Electric-magnetic asymmetry of the $A^2$ condensate and the phases of Yang-Mills theory

We study the finite-temperature behavior of the $A^2$ condensate in the Landau gauge of $SU(2)$ Yang-Mills theory on the lattice in a wide range of temperatures. The asymmetry between the electric (temporal) and magnetic (spatial) components of this unconventional dimension-2 condensate is a convenient ultraviolet-finite quantity which possesses, as we demonstrate, unexpected properties. The low-temperature behavior of the condensate asymmetry suggests that the mass of the lowest thermal excitation in the condensate is unexpectedly low, about 200 MeV, which is much smaller than the glueball mass. The asymmetry is peaking at the phase transition, becoming a monotonically decreasing function in the deconfinement phase. A symmetric point is reached in the deconfinement phase at a temperature approximately equal to twice the critical temperature. The behavior of the electric-magnetic asymmetry of the condensate separates the phase diagram of Yang-Mills theory into three regions. We suggest that these regions are associated with the condensed, liquid, and gaseous states of the confining gluonic objects, the Abelian monopoles.

Figure 1

The normalized electric-magnetic asymmetry of the $A^2$ condensate, ${\Delta }_{A^2}(T,m)/T^2$, as a function of the normalized temperature, $T/m$, in the Abelian Higgs model. The horizontal dashed line in the plot shows the high-temperature limit (27), for $T\gg m$, which recovers the case of photodynamics. The inset illustrates the low-temperature behavior of the condensate asymmetry (28).

Figure 2

The electric-magnetic asymmetry of the $A^2$ condensate (9) for $SU(2)$ gauge theory normalized by the critical temperature squared as a function of $T/T_c$. The high-temperature fit (39) with the best fit parameters (40) is shown by the solid line. The horizontal dashed line corresponds to ${\Delta }_{A^2}=0$, while the vertical dashed line marks the critical temperature. The symmetric point is explicitly indicated.

Figure 3

The same as in Fig. 2 but for electric-magnetic asymmetry of the $A^2$ condensate (9) normalized by the temperature $T^2$. The inset zooms in on the high-temperature region of the fit.
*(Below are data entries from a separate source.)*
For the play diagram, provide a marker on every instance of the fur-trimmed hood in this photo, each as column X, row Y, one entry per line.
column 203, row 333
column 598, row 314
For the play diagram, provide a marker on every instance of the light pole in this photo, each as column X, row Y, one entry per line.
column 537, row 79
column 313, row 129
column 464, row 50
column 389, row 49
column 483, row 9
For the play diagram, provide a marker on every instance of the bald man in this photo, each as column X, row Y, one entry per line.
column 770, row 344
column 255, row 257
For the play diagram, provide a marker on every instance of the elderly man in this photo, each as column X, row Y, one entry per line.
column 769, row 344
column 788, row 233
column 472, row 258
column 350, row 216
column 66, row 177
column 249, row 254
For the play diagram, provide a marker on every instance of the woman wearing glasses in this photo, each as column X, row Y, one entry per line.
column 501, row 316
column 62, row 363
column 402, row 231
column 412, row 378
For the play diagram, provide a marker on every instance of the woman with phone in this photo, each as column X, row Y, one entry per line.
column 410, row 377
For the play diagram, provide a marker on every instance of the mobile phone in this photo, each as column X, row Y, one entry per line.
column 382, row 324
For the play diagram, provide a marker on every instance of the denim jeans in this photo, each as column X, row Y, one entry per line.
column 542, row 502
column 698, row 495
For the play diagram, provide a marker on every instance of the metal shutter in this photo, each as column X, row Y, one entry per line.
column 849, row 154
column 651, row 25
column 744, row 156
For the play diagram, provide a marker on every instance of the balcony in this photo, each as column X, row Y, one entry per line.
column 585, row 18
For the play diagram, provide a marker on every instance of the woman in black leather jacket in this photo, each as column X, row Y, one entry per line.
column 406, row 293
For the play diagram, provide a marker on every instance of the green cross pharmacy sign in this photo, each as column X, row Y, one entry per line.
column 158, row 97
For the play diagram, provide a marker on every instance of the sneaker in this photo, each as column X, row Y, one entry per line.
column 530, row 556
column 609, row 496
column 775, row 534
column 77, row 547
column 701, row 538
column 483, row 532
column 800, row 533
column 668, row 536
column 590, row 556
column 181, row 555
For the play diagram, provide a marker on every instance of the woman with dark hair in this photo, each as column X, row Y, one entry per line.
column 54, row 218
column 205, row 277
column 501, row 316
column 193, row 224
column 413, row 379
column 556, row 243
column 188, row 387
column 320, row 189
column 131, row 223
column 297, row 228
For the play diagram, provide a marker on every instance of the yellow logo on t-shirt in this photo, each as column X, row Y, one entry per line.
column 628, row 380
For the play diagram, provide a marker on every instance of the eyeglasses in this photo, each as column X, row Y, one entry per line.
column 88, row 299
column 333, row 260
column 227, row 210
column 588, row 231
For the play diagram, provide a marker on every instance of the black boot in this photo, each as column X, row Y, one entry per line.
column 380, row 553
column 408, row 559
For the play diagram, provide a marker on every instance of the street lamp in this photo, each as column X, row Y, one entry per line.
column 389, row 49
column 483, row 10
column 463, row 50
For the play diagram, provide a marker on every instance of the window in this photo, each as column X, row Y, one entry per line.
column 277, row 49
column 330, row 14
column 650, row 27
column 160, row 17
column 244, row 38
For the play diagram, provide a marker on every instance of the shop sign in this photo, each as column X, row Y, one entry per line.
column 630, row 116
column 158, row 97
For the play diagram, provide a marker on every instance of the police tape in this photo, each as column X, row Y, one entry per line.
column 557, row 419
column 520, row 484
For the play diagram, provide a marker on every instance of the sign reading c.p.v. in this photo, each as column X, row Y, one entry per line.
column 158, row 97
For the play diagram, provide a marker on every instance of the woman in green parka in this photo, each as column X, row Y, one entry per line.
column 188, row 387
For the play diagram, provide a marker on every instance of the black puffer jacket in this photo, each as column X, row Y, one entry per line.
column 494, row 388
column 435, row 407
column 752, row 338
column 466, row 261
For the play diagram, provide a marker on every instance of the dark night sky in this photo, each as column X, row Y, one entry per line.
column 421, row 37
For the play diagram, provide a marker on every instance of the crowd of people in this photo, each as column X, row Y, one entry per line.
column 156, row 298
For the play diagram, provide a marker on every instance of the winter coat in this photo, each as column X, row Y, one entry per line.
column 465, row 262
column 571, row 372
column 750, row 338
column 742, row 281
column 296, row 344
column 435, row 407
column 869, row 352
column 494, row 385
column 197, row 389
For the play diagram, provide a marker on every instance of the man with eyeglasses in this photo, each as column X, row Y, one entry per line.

The peaked value at $T=T_c$, Eq. (40), and the asymptotic value at $T\to \infty$, Eq. (36), are indicated by vertical dotted and horizontal dash-dotted lines, respectively.

Figure 4

The behavior of the electric-magnetic asymmetry in the low-temperature region. The lines represent the fits by the function (41), which are discussed in the text. Notice the different normalization of the expression under the logarithm: in (a) the normalization factor is $1/T_c^2$, while in (b) this factor is $1/T^2$.